Bappenas memproyeksikan kebutuhan revitalisasi sekolah sebesar Rp571,6 triliun dalam periode 2025 – 2029.

Angka ini mencakup perbaikan sekolah rusak, sekaligus pembangunan unit sekolah baru (USB).

Pada tahun 2025, Kemedikdasmen di bawah Prof Abdul Mu’ti menargetkan 10.440 satuan pendidikan menjadi sasaran revitalisasi.

Tujuannya jelas, meningkatkan akses pendidikan dari PAUD hingga menengah dan menyediakan sarana yang aman, nyaman, dan mendukung pembelajaran.

Presiden Prabowo menekankan, “Tidak boleh ada sekolah yang atapnya runtuh, dan tidak boleh ada sekolah tanpa WC”.

Ini bukan retorika politik, melainkan komitmen nyata untuk mengatasi masalah mendasar yang telah lama membelenggu dunia pendidikan.

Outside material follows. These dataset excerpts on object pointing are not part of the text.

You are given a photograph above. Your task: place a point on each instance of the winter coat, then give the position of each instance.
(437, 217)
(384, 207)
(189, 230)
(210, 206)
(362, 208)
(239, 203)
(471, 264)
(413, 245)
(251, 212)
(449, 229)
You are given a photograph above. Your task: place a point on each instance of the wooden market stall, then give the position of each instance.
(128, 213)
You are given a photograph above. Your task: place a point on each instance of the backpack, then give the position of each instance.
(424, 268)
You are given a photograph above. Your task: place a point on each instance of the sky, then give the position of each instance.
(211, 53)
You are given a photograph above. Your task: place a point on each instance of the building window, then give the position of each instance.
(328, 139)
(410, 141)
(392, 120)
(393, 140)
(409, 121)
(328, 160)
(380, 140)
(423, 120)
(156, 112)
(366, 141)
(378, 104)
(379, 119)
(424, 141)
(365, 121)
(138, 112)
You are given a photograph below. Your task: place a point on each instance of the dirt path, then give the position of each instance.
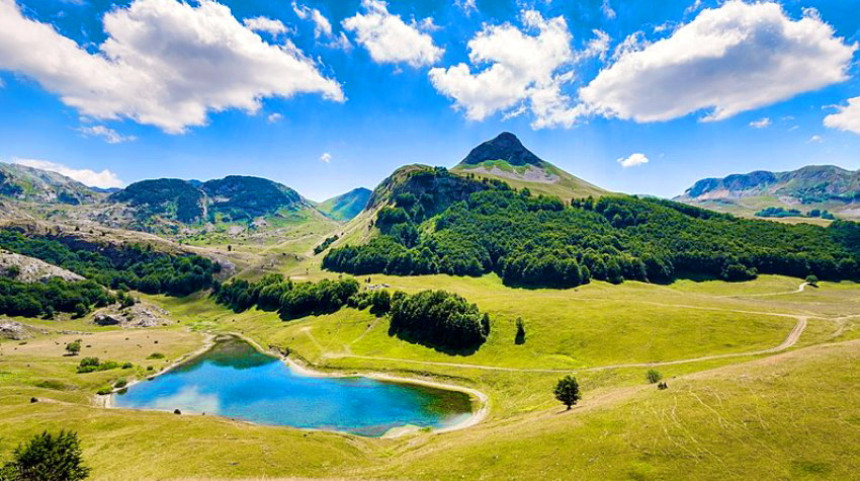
(789, 341)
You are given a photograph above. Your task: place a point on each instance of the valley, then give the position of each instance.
(754, 326)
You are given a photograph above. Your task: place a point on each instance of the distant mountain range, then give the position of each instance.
(345, 206)
(812, 187)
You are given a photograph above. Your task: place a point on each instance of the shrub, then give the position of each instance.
(74, 347)
(48, 457)
(521, 332)
(567, 391)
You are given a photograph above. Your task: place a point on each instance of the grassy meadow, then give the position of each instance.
(731, 411)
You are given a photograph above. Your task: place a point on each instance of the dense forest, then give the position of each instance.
(127, 267)
(436, 319)
(540, 241)
(439, 319)
(38, 299)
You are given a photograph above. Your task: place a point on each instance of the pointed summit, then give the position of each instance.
(506, 147)
(505, 158)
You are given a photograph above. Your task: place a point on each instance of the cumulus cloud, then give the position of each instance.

Dalam pelaksanaannya, dana revitalisasi akan dikirim langsung ke sekolah melalui mekanisme tunai transfer agar lebih tepat sasaran dan efisien.

Mekanisme Swakelola

Revitalisasi sekolah dilaksanakan melalui mekanisme swakelola, di mana dana dikelola langsung oleh sekolah, dengan melibatkan masyarakat sekitar.

Model ini memiliki keunggulan, yakni transparan, hemat biaya, sekaligus mendorong perputaran ekonomi lokal karena bahan bangunan dan tenaga kerja diperoleh dari daerah setempat.

Untuk itu dibentuk panitia pembangunan satuan pendidikan (P2SP) yang melibatkan masyarakat, didampingi tim teknis dari dinas pendidikan, perguruan tinggi, dan kementerian.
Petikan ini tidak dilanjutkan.